12 Nutrition for Oral Cancer Patients
Optimal nutrition is essential for all patients with head and neck cancer (HNC). More specifically, patients with oral cavity cancer (OCC) are at very high risk of suboptimal nutrition. Factors such as the site of the cancer and the types of treatment used can significantly affect a patient’s nutritional status and put them at high risk for malnutrition. When the patient is malnourished, that increases susceptibility to a whole host of other issues that can affect tolerance to treatment and long-term survivability. Early nutrition intervention and continued involvement of the registered dietitian (RD) with this patient population across the continuum of care is recommended by the National Comprehensive Cancer Network (NCCN). The RD has the education and training to support the patient nutritionally throughout the treatment process and beyond to survivorship.

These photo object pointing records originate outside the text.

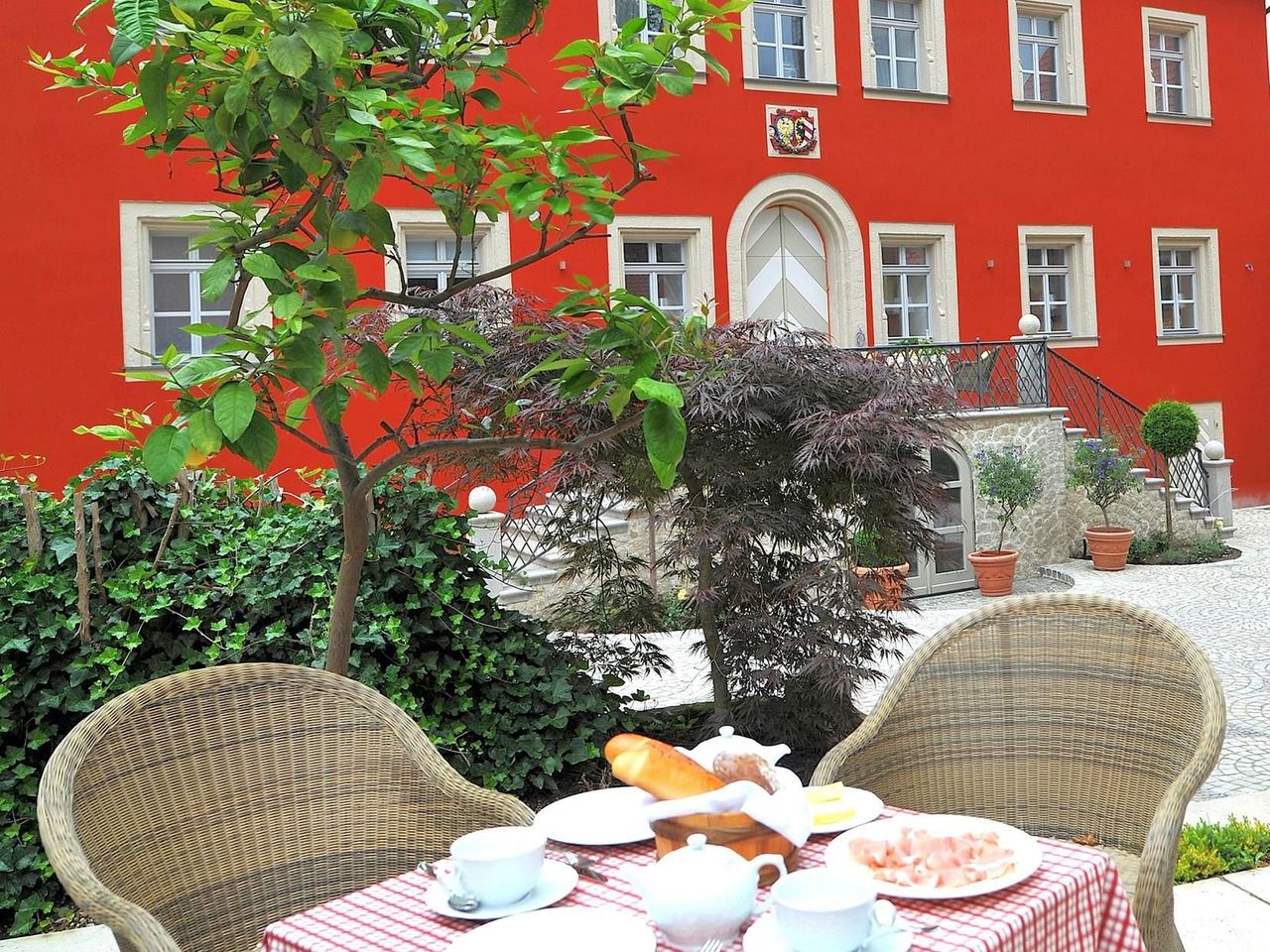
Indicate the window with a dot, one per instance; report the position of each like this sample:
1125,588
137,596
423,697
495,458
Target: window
915,282
906,291
430,261
903,53
789,42
896,39
427,248
1176,66
1188,286
162,282
657,271
1057,276
1049,287
670,261
630,10
780,39
1049,56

The relationship between cancer and malnutrition has long been known. Malnutrition can occur at all stages of the disease. Thirty to 90% of patients with head and neck cancers (HNCs) are affected by malnutrition. 1 Optimal nutrition is essential for everyone, and especially for the patient with oral cavity cancer (OCC). From the day of diagnosis, throughout the various treatments, and well into survivorship, poor nutrition is frequently a significant issue. Having treatment for OCC impacts the patient’s ability to eat and drink. This can lead to impaired wound healing, increased length of hospital stay, poor quality of life (QoL), and interruptions to treatment. 2 Side effects of treatments also include swallowing difficulties, dry mouth, nausea, and a reduced appetite—rendering eating and drinking a significant challenge for a majority of these patients. The purpose of this chapter is to identify and address nutrition concerns in patients with OCC from diagnosis to survivorship.

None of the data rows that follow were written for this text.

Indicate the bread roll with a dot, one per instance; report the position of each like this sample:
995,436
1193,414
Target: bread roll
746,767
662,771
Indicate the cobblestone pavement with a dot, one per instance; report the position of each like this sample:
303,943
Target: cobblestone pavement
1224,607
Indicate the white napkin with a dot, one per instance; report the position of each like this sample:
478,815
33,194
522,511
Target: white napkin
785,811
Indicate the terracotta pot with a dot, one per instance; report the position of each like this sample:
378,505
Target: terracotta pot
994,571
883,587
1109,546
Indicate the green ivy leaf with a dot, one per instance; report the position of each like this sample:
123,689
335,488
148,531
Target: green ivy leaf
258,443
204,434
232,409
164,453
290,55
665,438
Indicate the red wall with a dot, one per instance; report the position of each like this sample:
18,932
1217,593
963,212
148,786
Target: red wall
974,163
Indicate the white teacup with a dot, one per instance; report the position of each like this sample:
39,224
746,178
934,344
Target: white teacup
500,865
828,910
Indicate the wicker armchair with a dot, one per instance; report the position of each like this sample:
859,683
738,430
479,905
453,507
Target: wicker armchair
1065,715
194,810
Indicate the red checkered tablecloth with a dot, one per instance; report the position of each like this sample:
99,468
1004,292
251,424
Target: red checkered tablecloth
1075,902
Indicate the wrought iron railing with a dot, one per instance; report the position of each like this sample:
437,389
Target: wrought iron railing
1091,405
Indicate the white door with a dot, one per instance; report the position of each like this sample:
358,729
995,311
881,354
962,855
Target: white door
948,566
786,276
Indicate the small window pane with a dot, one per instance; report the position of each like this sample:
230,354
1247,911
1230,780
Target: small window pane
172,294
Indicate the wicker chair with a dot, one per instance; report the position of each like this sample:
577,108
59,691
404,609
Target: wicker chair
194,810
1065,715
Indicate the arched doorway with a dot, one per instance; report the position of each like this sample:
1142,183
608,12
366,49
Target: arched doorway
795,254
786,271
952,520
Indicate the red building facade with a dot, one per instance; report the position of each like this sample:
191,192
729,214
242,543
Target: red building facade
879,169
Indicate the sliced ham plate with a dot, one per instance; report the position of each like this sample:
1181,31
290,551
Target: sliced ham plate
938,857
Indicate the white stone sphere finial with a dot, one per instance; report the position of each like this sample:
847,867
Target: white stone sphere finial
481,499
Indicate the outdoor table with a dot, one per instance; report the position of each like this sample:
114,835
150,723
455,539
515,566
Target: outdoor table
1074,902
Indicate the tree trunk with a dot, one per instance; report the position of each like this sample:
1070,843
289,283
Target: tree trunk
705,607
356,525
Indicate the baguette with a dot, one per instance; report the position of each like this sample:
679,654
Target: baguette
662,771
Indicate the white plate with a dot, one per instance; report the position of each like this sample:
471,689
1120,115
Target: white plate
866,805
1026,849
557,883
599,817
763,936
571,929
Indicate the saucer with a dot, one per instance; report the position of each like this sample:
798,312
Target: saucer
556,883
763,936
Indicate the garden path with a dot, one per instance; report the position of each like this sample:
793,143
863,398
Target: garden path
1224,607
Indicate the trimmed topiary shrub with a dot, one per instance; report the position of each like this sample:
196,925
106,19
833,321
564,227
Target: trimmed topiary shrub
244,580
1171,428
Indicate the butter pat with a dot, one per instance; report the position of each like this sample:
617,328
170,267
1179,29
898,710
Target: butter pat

12.2 NCCN Guidelines: Principles of Nutrition: Management and Supportive Care
The National Comprehensive Cancer Network (NCCN) Guidelines for Head and Neck Cancers recommend that the multidisciplinary evaluation of patients with HNC include a registered dietitian (RD) before and after treatment to assess the need for nutrition interventions (e.g., enteral support via feeding tubes). 3 Historically, and unfortunately still common today, the first time a patient with HNC would encounter an RD along the spectrum of care would be after a large weight loss had occurred or the patient had suffered significant side effects from cancer treatment and required hospital admission. 2 A proactive approach to nutrition in any patient with cancer is preferable to the commonly seen reactive approach, but especially the patient with OCC.

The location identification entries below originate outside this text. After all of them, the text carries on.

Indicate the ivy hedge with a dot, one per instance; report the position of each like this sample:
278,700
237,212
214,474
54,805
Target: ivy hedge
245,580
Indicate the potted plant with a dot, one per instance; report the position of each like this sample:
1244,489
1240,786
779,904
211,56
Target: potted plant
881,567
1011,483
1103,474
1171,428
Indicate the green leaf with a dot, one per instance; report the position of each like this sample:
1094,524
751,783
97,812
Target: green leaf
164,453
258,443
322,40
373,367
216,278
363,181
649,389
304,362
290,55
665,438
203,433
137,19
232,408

12.3 Diagnosis and Evaluation
12.3.1 Pretreatment Nutrition Evaluation
Part of a proactive approach to nutrition for patients with HNC is a pretreatment nutrition evaluation and intervention. The vast majority of this patient population will develop side effects from treatment that will affect his or her ability to maintain optimal nutrition status. They may begin with no identified issues, but pretreatment represents a good time to address not only any current nutrition issues, but also the potential nutrition issues expected to arise during treatment that can have serious implications.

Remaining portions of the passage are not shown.